The budget-writing process started months ago, with state agency directors presenting their initial requests in September to lame-duck members of the Joint Legislative Budget Committee. Democrats lost the House majority in the November general election and Republicans now control both chambers for the first time since Reconstruction.

Rep. Bobby Moak, D-Bogue Chitto, said House Democrats will monitor the final budget negotiations, even if fewer of them will be directly involved in those talks than they were in the past few years.

“We’ll be really, really interested and watching very closely when it comes to education and it comes to mental health,” Moak said. “And even libraries. They had such a huge disparity, huge cut in the Republican budget. We’ll be particularly watching those three items.”

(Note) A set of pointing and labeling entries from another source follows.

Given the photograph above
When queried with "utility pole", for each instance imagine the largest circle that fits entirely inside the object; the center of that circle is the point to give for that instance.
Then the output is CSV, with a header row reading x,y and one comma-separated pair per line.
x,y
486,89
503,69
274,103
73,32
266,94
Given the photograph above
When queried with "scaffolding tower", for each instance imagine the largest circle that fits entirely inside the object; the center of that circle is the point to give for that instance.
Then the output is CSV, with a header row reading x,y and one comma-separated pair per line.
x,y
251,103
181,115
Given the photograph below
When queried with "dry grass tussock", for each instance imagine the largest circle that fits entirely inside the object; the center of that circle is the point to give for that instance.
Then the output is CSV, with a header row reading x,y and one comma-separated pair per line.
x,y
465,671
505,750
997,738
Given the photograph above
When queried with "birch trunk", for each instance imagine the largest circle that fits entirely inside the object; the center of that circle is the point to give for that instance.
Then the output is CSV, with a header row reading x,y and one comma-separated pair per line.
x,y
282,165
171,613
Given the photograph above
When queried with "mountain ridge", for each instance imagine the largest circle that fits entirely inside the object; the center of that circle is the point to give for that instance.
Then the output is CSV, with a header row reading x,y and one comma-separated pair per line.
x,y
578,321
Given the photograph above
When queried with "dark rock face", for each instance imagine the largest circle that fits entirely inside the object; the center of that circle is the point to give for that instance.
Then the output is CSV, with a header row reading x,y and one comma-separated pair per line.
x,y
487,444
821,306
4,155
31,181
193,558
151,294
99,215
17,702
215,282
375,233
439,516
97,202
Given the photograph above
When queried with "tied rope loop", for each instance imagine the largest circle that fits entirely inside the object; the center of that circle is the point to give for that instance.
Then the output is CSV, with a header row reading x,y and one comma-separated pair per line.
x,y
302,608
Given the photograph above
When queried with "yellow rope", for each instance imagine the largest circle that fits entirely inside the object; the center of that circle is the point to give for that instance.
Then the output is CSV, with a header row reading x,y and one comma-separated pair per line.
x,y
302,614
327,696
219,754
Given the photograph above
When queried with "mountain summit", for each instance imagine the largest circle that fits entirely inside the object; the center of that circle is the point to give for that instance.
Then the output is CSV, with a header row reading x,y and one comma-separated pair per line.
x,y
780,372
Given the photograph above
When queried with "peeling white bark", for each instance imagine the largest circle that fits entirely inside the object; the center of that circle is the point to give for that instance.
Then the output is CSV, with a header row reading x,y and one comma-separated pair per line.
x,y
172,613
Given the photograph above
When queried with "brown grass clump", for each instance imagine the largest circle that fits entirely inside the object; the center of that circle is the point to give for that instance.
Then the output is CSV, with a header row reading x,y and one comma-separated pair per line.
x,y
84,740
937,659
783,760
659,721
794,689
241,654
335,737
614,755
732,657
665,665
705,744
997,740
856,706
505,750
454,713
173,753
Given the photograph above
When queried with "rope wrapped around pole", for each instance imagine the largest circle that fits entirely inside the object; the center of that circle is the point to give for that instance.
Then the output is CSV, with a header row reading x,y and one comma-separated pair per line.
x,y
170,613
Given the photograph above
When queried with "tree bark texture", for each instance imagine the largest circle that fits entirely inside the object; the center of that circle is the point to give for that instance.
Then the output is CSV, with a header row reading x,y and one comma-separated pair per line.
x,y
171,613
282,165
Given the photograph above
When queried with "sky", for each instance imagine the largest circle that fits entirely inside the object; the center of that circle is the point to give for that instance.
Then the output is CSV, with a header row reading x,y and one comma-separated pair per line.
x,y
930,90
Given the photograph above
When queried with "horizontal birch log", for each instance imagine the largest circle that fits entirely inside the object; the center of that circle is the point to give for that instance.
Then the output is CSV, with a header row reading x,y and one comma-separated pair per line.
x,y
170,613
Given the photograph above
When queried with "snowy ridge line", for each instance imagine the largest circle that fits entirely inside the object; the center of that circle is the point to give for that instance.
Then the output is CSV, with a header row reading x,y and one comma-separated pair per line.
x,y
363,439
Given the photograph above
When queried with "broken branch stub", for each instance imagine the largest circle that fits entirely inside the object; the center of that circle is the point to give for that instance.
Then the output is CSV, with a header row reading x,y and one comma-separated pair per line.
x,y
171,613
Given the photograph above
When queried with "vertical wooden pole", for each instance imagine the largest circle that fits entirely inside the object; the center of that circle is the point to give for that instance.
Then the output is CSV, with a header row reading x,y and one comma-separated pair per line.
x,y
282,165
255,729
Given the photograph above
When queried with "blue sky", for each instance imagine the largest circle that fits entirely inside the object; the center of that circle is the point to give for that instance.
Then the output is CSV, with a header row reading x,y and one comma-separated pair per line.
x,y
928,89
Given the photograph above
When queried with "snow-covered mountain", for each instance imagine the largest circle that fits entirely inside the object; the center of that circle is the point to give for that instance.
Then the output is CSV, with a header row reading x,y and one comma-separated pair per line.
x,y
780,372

Clarke and Frierson said they expect the state to spend roughly $24 million to $27 million more on elementary and secondary education in the coming year, compared to this year. They said that’s still more than $250 million short of full funding under the Mississippi Adequate Education Program.

MAEP was put into state law in 1997 and is a complex formula designed to give each school district enough money to meet midlevel academic standards, providing extra money for districts with higher percentages of poor students. The formula has been fully funded only twice, in the election-year legislative sessions of 2003 and 2007.

Frierson said he expects lawmakers to fully fund the state Department of Health’s request of $2.5 million for AIDS treatment. Officials said without the money, Mississippi will lose $5 million in federal funding for AIDS patients.

“It’s one of those that you don’t want to miss out on, especially on something as important as that is because that medicine is very expensive for people who are fighting the disease,” he said.